Video

Seedance 2.0: how to write prompts the model actually understands

ByteDance · Updated:

Seedance 2.0 is a video model from ByteDance (Jimeng platform) with 4–15 seconds per generation and resolution up to 2K. Powerful multimodal input: up to 9 images, 3 videos, and 3 audio files per request. 10 generation types, timestamp storyboarding for long videos, native voice control. Prompts up to 2,000 characters.

What Seedance 2.0 does well

Seedance 2.0 is one of the most feature-rich public video models. Ten generation types in one product: T2V, Consistency Control with @-references, copying camera from a reference video, copying VFX, story completion, video extension, voice cloning, one-take long shot, video editing, beat sync to music.

Multimodal input: up to 9 images (jpeg/png/webp/bmp/tiff/gif, <30MB), up to 3 videos (mp4/mov, 2–15s, <50MB, 480p–720p), up to 3 audio files (mp3/wav, ≤15s combined, <15MB), max 12 files per request.

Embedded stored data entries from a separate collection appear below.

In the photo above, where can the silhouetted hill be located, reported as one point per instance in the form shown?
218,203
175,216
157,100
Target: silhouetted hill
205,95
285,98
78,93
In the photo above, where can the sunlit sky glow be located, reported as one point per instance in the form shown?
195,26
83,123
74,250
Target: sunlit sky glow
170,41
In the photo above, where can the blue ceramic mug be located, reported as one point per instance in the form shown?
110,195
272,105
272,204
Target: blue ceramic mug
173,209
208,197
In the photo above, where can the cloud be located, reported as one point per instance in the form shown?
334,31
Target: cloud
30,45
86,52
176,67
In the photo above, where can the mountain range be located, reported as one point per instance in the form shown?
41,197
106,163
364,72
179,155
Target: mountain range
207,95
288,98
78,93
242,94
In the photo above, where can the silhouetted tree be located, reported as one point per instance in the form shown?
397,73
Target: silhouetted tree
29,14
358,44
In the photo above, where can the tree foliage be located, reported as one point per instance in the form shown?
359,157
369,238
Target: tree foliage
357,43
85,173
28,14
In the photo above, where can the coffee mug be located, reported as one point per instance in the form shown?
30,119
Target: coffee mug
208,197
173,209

Duration 4–15 seconds per pass; for longer content, sequential extension via @Video.

  • 10 generation types including voice cloning and beat sync
  • Multimodal input: 9 images + 3 videos + 3 audio files
  • Duration 4–15 seconds, resolution up to 2K
  • @-references for character and scene consistency control
  • Timestamp storyboarding for 13–15 second narratives

Basic prompt structure

Optimal formula: [Subject/Character] + [Scene/Environment] + [Action/Motion] + [Camera Movement] + [Timing Breakdown] + [Audio/Sound] + [Style/Mood]. You don't have to use every element — composition depends on video type.

The more specific, the better. Active verbs over abstractions («walks, turns, picks up» beats «something happens»). At least one shot-size or camera-movement directive per prompt. Concrete physical description of the scene and environment.

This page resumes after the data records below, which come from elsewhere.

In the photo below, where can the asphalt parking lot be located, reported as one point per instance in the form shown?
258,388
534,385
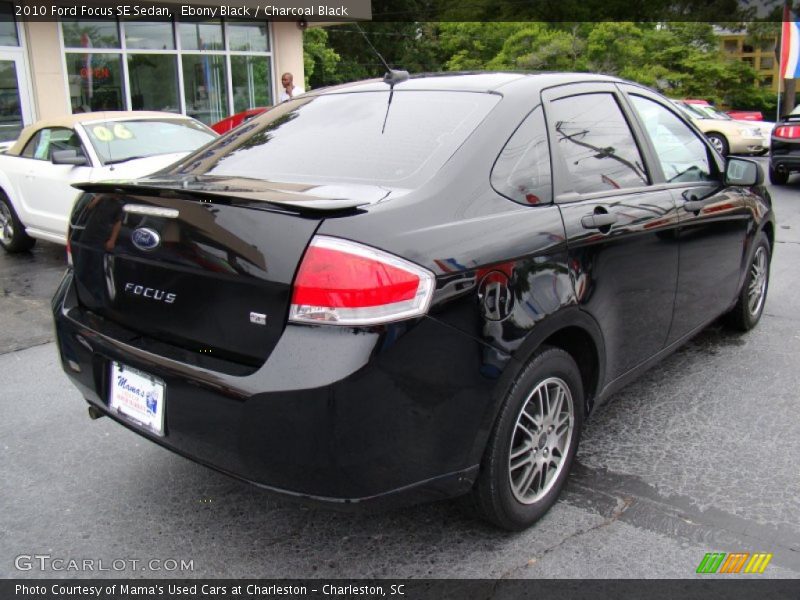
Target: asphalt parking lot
699,455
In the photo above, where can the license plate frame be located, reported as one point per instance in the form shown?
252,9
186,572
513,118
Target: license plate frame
137,397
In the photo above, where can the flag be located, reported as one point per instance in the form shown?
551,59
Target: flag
790,46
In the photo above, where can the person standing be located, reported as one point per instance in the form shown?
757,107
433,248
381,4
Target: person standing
290,90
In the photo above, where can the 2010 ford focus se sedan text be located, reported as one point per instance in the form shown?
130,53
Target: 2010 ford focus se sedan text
397,291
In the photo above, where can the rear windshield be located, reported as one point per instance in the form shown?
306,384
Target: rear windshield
355,138
118,141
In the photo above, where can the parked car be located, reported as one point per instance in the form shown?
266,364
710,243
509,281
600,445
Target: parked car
764,127
380,294
228,123
745,115
38,172
784,156
726,135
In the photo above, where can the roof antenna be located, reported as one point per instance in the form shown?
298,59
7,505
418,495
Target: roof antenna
391,77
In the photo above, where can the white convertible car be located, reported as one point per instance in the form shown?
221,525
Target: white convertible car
37,172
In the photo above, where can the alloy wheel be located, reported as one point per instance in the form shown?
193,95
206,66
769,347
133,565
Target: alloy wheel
540,440
758,281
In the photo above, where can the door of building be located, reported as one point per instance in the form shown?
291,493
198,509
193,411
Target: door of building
15,107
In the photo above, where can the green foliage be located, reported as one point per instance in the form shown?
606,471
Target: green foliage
319,60
680,59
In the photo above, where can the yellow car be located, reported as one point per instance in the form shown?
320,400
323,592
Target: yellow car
726,135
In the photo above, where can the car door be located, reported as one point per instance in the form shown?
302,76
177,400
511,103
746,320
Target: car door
46,188
620,228
712,219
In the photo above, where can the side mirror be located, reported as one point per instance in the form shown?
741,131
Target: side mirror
739,171
68,157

Prompt length is up to 2,000 characters. On syntx.ai (English-language platform) English is recommended; on native Jimeng Chinese yields slightly better results. English is fine either way — the model is trained bilingually.

The 10 generation types

T2V — text-only generation. Consistency Control — lock a character, product, or scene via @-references. Copy Camera — upload a reference video to copy camera moves and choreography. Copy VFX — replicate transitions and effects from a reference video.

Story Completion — the model continues a narrative from a storyboard or image sequence. Video Extension — smooth continuation of an existing video. Voice Control — voice cloning, dialogue generation, sound design. One-Take Long Shot — continuous shot without cuts.

Video Editing — character swaps, plot changes. Beat Sync — visual rhythm synced to music via reference audio. Each type has its own prompt formula (see platform documentation).

Timestamp storyboarding

The most powerful technique for 13–15 second videos is per-second breakdown. It gives precise control over narrative pacing:

0-3s: [scene + camera + sound] 4-8s: [scene + camera + sound] 9-12s: [scene + camera + sound] 13-15s: [scene + camera + sound]

Key rule — realistic timecodes. A full action needs 2–3 seconds, a short gesture 1 second. Don't try to cram «walking across a room» into 0.5 seconds. For 4–8 second videos, timestamp isn't required — one or two key moments are enough. For 9–12 seconds, timing is recommended. For 13–15 seconds, it's mandatory for a good result.

Common mistakes

  1. 1. Prompt too short or too long

    Under 15 words — the model invents too much, results are unpredictable. Over 2,000 characters — detail overload, the model starts ignoring parts of the prompt. The sweet spot for most scenes is 50–200 words; for timestamp storyboards 300–500 words with explicit scenes.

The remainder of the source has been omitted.